Certains écologistes l’ont claironné : difficile de sauver la planète, car la nature humaine est fondamentalement égoïste. D’autres prétendent que cet état de fait est typique de notre époque : la société actuelle favoriserait les individus centrés sur eux-mêmes. Pourtant, le postulat philosophique dépeignant l’être humain comme un prédateur pour lui-même ne date pas d’hier. En effet, au siècle des Lumières, de nombreux libres penseurs ont développé l’image d’une humanité qui ne songeait qu’à son propre profit. Or, depuis une trentaine d’années, certaines évidences scientifiques mettent en lumière un être humain prédisposé à la bienveillance. En effet, des travaux récents ont montré que l’altruisme est naturellement présent chez une majorité de bébés dès l’âge de 14 mois. Alors y aurait-il un terrain fertile à la coopération ? Que manque-t-il pour que la graine germe ?
« L’Homme est un loup pour l’Homme », soulignait le philosophe Thomas Hobbes au XVIIe siècle.
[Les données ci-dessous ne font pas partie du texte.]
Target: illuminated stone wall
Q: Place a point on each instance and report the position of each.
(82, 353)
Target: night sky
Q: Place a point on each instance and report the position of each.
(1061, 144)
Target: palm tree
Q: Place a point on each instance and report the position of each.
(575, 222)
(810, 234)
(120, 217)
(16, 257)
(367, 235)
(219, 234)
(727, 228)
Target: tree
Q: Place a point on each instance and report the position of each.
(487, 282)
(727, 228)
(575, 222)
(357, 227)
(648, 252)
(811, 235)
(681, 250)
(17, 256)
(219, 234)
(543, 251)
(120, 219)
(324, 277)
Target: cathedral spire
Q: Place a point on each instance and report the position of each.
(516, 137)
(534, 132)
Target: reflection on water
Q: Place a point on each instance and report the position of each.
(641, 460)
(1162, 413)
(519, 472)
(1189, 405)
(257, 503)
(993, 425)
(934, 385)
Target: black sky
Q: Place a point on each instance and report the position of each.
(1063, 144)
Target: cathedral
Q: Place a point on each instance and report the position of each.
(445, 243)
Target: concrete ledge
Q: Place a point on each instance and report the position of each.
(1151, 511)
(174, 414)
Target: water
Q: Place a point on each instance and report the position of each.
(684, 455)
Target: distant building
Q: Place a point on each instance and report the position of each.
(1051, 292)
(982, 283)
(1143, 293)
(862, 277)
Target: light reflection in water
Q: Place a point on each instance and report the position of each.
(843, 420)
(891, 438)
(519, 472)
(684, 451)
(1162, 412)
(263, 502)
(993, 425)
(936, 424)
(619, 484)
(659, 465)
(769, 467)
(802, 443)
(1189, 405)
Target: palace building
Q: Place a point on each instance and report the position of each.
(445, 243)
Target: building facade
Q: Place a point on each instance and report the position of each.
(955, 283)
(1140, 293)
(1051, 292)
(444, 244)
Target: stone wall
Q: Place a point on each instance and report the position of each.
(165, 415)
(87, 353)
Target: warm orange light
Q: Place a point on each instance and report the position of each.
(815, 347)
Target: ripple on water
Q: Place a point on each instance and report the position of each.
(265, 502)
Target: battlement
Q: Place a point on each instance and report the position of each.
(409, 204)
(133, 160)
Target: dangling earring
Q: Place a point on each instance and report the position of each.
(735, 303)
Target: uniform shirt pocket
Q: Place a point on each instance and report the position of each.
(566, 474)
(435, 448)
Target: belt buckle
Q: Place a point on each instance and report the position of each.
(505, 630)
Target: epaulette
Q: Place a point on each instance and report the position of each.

Selon lui, l’être humain est motivé uniquement par la satisfaction de son intérêt privé – un concept que beaucoup ont depuis repris et qui perdure. Cette image que nous avons de notre propre espèce semble plus présente que jamais au vu du contexte politique et écologique. Mais cela transparait aussi dans notre vie quotidienne. On en a tous fait l’expérience, dans les lieux publics, les transports en commun, dans le milieu professionnel ; on a tous été témoins ou victimes des agissements typiques du « chacun pour soi ».
Ces comportements vont de la simple incivilité au fait de détourner le regard lorsqu’une personne est agressée. Ce nombrilisme apparent est-il un fait sociétal ou a-t-il toujours existé ? Sommes-nous, comme le pensait Hobbes, prêts à lutter contre autrui pour combler nos désirs ? Vaste sujet…
Les temps modernes
Dans l’Antiquité, Aristote définissait l’être humain comme un animal politique qui ne pouvait survivre sans tisser de liens sociaux. Les vertus d’entraide et de collaboration étaient plébiscitées. « C’est visible dans les ouvrages. L’Iliade par exemple, ce sont ceux qui laissent leur intérêt personnel de côté pour celui du groupe qui remportent la victoire », explique Julien Granata, professeur en management à Montpellier Business School.
C’est à l’époque des Lumières (XVIIIe siècle) que le paradigme de l’égoïsme universel chez l’être humain s’est développé. « Comme le souligne le sociologue Emile Durkheim, avant les Lumières, chacun était à sa place et personne ne l’a remettait en question. Les individus s’entraidaient par catégorie sociale », précise le Dr Bernard Ennuyer, sociologue et enseignant-chercheur à l’université Paris-Descartes.